理解

2008 10月20日

なにか優しい作品がみたくなって「再会の街で」という映画を観た。9.11のNYテロで家族を亡くした男の傷と再生をあつかった物語。切り口、後味はさわやかだったがいろいろなことを考えてしまった。

他人を理解するというのは本当に難しい。今の世はわからないものは拒絶する、すぐに心療内科を紹介するとか言う始末だ。お互い干渉せず、我慢できなきゃ別れればいい。それが今どきのやり方かもしれないが、それで他人を深く理解することは出来ないと思う。生きていると他人や身内とそんな関わりを持つこともある。俺も必死で考えたことがある。その中で学んだことがある。

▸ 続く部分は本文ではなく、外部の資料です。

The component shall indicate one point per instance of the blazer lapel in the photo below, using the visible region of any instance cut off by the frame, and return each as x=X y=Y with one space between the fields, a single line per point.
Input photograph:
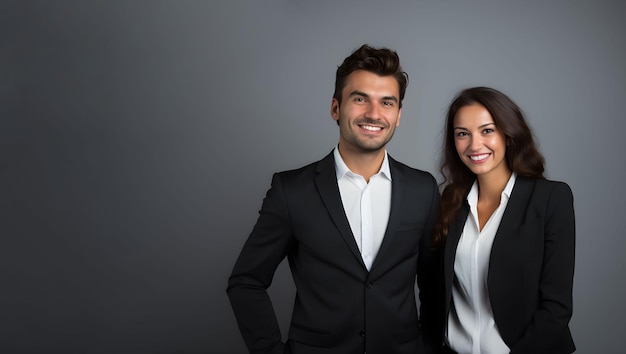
x=398 y=187
x=515 y=212
x=452 y=240
x=326 y=183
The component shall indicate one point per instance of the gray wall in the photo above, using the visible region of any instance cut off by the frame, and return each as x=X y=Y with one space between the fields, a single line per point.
x=139 y=138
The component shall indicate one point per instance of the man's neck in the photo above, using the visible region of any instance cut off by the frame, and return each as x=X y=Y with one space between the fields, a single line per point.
x=365 y=164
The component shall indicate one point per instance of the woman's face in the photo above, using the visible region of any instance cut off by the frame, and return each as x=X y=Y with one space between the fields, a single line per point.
x=479 y=143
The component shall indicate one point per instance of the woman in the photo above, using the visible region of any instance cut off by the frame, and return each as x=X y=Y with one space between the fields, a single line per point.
x=507 y=234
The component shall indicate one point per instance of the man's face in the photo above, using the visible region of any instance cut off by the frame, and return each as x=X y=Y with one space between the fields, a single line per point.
x=369 y=112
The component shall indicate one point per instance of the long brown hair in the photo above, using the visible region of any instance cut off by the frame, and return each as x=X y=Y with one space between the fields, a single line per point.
x=522 y=155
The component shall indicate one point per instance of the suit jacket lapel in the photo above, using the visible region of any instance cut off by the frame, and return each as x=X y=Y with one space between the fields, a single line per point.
x=514 y=214
x=398 y=187
x=326 y=182
x=452 y=240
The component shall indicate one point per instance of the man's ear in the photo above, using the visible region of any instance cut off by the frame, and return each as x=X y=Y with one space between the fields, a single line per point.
x=334 y=109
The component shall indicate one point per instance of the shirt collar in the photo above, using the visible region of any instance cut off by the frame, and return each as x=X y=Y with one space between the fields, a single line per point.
x=342 y=169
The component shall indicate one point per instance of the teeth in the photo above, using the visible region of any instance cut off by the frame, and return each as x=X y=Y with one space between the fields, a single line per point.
x=371 y=128
x=479 y=157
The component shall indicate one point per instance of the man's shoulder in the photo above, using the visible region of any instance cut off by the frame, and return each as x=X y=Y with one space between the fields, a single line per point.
x=411 y=172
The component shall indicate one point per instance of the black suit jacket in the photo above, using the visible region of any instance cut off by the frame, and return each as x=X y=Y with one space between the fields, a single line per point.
x=339 y=306
x=531 y=268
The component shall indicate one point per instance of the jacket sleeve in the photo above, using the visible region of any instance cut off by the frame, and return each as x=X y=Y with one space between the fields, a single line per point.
x=549 y=324
x=253 y=272
x=428 y=275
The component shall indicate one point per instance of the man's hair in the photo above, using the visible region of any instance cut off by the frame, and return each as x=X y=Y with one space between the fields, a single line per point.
x=381 y=61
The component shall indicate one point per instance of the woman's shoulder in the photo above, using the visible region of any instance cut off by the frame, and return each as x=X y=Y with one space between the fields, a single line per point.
x=545 y=188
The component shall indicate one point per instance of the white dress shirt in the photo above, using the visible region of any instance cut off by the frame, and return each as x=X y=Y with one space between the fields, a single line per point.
x=471 y=326
x=366 y=205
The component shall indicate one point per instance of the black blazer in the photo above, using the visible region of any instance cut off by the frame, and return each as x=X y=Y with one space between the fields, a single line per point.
x=531 y=268
x=339 y=306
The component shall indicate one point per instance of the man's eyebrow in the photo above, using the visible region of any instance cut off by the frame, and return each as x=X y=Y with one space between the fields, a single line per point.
x=358 y=93
x=363 y=94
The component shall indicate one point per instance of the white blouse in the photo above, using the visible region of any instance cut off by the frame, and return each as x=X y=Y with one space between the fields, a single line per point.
x=471 y=326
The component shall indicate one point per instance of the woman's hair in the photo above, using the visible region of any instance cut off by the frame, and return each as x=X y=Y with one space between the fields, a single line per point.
x=382 y=62
x=522 y=155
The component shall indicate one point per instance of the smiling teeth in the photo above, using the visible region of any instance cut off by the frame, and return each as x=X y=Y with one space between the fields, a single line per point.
x=369 y=127
x=479 y=157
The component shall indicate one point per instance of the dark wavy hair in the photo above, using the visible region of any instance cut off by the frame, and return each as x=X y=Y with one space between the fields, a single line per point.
x=522 y=155
x=381 y=61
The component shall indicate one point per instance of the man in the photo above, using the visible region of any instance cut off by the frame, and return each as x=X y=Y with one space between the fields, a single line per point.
x=354 y=226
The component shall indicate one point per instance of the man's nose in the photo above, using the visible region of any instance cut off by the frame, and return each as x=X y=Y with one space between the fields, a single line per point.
x=373 y=110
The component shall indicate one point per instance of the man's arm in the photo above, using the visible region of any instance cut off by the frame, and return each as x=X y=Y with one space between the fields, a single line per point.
x=429 y=274
x=254 y=270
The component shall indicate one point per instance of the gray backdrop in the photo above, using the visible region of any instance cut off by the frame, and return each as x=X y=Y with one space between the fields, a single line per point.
x=139 y=138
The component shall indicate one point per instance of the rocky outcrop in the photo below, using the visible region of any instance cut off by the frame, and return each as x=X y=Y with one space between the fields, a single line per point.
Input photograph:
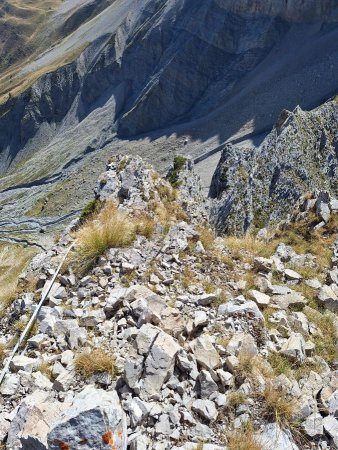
x=92 y=420
x=258 y=187
x=197 y=341
x=207 y=71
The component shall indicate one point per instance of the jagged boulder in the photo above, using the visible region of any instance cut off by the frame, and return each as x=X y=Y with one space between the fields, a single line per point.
x=256 y=187
x=94 y=419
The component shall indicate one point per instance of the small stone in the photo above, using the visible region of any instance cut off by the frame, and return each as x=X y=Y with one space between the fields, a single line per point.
x=207 y=384
x=292 y=275
x=205 y=409
x=263 y=264
x=204 y=352
x=294 y=348
x=313 y=425
x=10 y=384
x=259 y=297
x=331 y=427
x=24 y=363
x=232 y=364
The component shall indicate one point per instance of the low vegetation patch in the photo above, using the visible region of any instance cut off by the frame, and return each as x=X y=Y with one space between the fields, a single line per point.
x=145 y=225
x=93 y=362
x=276 y=406
x=327 y=338
x=2 y=353
x=13 y=261
x=91 y=208
x=110 y=228
x=236 y=399
x=173 y=176
x=243 y=439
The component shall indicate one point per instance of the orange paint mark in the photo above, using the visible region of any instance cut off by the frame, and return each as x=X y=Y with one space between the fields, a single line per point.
x=62 y=445
x=108 y=438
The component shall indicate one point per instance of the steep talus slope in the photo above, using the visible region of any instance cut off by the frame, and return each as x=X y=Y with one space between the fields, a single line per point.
x=157 y=335
x=258 y=187
x=206 y=70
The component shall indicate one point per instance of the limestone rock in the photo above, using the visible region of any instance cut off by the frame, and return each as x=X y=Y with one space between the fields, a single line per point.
x=206 y=409
x=205 y=353
x=159 y=364
x=294 y=348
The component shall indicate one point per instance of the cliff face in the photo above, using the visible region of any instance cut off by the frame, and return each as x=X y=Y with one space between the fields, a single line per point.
x=144 y=77
x=258 y=187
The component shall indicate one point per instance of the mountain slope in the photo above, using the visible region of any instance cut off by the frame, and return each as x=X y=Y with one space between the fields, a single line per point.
x=148 y=77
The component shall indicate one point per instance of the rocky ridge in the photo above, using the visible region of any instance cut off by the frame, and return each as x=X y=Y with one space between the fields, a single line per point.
x=190 y=341
x=259 y=186
x=208 y=73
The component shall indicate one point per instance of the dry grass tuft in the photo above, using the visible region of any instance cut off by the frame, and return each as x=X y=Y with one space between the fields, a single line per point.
x=145 y=225
x=2 y=353
x=13 y=261
x=109 y=229
x=235 y=399
x=46 y=370
x=326 y=340
x=188 y=277
x=280 y=364
x=246 y=248
x=93 y=362
x=243 y=439
x=252 y=365
x=276 y=406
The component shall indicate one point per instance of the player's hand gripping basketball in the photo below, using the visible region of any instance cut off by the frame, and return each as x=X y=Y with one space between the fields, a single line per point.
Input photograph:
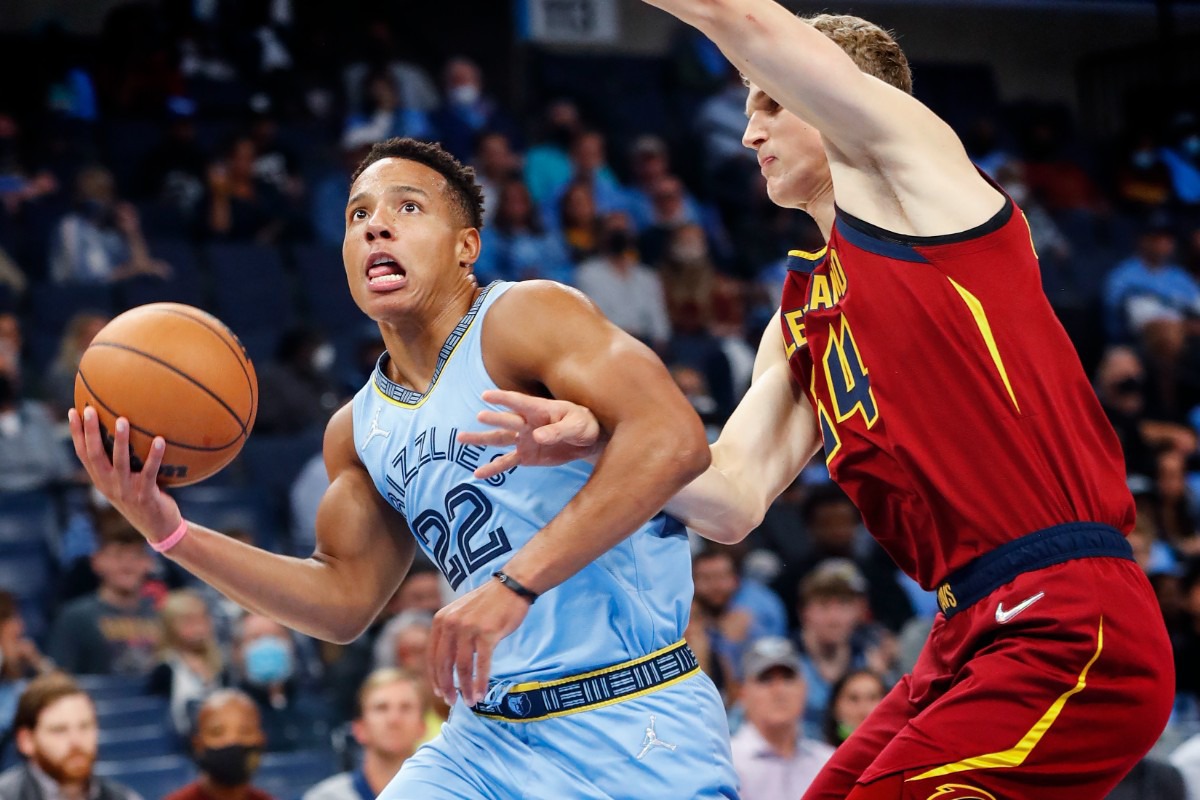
x=135 y=494
x=543 y=432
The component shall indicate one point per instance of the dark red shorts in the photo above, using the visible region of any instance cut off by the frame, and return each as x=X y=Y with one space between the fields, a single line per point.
x=1053 y=686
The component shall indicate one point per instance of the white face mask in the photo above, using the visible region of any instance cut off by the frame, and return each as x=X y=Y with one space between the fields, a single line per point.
x=465 y=95
x=323 y=358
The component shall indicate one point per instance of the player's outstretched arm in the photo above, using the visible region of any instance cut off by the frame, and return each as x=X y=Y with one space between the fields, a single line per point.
x=541 y=337
x=894 y=162
x=763 y=446
x=363 y=547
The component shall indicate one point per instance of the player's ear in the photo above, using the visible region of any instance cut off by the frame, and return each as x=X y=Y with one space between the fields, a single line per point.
x=468 y=247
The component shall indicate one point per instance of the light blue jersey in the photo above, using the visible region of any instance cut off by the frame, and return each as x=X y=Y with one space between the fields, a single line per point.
x=628 y=603
x=631 y=601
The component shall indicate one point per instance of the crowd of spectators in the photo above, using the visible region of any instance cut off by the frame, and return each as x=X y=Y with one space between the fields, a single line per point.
x=210 y=166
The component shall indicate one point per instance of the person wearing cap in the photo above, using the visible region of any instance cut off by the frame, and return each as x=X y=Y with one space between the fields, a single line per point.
x=772 y=757
x=835 y=635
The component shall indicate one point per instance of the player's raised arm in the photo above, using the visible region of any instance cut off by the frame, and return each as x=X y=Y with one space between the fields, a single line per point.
x=894 y=162
x=363 y=546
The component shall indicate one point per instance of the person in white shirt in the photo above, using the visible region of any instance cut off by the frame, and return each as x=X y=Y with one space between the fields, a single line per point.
x=773 y=761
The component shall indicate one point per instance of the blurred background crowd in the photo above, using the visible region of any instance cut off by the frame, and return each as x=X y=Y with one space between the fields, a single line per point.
x=198 y=151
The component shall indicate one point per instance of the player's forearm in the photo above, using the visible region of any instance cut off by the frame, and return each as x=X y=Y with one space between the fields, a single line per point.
x=793 y=62
x=661 y=455
x=718 y=507
x=306 y=595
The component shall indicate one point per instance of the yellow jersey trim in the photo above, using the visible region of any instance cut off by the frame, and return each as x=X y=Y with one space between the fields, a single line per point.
x=437 y=374
x=1017 y=756
x=570 y=679
x=981 y=318
x=807 y=256
x=613 y=701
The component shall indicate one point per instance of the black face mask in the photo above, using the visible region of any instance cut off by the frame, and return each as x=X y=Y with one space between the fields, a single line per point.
x=231 y=765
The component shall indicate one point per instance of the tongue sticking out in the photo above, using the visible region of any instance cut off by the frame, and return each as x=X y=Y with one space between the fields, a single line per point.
x=385 y=272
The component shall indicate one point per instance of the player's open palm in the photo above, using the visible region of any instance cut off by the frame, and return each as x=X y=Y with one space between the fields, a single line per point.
x=541 y=431
x=136 y=494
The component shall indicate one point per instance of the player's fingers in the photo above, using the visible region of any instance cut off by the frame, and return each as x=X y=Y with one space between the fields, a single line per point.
x=121 y=447
x=498 y=464
x=94 y=447
x=487 y=438
x=443 y=665
x=465 y=667
x=505 y=420
x=483 y=668
x=154 y=461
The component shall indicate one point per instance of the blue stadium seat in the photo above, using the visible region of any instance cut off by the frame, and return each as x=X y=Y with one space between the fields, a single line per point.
x=131 y=713
x=112 y=687
x=27 y=516
x=139 y=741
x=274 y=462
x=323 y=289
x=150 y=777
x=251 y=290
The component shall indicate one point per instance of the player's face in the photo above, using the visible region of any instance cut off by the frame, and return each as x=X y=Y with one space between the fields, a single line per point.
x=791 y=152
x=405 y=247
x=393 y=720
x=64 y=743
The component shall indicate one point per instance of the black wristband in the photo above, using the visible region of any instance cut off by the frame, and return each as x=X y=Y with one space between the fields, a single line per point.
x=515 y=587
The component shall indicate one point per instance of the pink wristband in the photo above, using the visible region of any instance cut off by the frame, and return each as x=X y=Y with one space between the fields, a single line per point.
x=174 y=539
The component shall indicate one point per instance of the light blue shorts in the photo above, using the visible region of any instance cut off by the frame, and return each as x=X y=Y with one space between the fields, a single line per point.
x=670 y=744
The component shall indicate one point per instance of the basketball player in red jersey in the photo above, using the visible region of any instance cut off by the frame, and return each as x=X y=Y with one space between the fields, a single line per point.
x=921 y=350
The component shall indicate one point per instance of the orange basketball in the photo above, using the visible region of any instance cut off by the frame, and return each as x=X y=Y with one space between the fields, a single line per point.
x=174 y=372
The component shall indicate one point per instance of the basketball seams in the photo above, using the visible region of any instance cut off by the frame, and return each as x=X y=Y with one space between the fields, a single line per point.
x=144 y=432
x=179 y=372
x=243 y=359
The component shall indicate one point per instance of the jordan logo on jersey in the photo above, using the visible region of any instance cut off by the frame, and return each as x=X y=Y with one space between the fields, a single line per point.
x=376 y=431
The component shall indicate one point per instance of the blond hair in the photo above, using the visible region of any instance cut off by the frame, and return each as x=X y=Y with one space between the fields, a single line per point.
x=177 y=605
x=387 y=677
x=874 y=49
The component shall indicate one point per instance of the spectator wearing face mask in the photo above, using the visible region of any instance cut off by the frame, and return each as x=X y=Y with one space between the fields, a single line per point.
x=466 y=109
x=227 y=746
x=298 y=389
x=628 y=292
x=265 y=662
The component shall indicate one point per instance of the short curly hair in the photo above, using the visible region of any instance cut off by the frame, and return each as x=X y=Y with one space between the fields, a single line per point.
x=874 y=49
x=465 y=193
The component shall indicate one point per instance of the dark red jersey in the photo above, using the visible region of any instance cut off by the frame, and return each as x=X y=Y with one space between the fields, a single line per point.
x=953 y=407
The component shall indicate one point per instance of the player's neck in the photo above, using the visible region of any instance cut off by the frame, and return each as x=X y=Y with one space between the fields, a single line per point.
x=414 y=344
x=823 y=210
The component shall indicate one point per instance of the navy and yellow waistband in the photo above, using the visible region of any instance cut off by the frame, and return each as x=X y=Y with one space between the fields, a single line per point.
x=1036 y=551
x=591 y=690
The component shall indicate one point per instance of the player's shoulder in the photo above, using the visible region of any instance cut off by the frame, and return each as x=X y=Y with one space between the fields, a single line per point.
x=540 y=298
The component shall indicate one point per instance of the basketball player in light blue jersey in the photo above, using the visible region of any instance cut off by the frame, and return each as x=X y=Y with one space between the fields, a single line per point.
x=564 y=647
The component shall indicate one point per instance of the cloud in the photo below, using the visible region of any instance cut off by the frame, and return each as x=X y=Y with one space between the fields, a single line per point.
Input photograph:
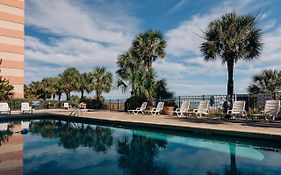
x=184 y=43
x=177 y=6
x=187 y=37
x=68 y=18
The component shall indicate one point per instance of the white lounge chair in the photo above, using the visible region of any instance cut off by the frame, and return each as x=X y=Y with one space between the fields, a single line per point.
x=238 y=109
x=26 y=108
x=158 y=109
x=184 y=109
x=271 y=110
x=203 y=109
x=140 y=109
x=25 y=125
x=4 y=108
x=65 y=106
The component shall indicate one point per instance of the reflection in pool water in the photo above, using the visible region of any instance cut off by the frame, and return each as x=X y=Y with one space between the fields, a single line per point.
x=59 y=147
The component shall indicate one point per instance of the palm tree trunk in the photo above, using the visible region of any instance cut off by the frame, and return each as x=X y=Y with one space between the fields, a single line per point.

同情は理解と違う、こちらの気持ちをただぶつけても拒絶する。相手を真に理解しようとするには冷たい氷のような冷静さが必要だということ。同じように泣いて騒いでも理解しあえない。似たような傷を負った人間が自滅してゆくのはそんなとこだろう。しかし分析までは医者でも出来る。そこから一歩踏み込むことが一番重要だと思う。傍観しない。逃げない。その捨て身の姿勢が相手の心を開く。

一番下まで降りてゆくこと。落語家の言葉なんかふと思い出す。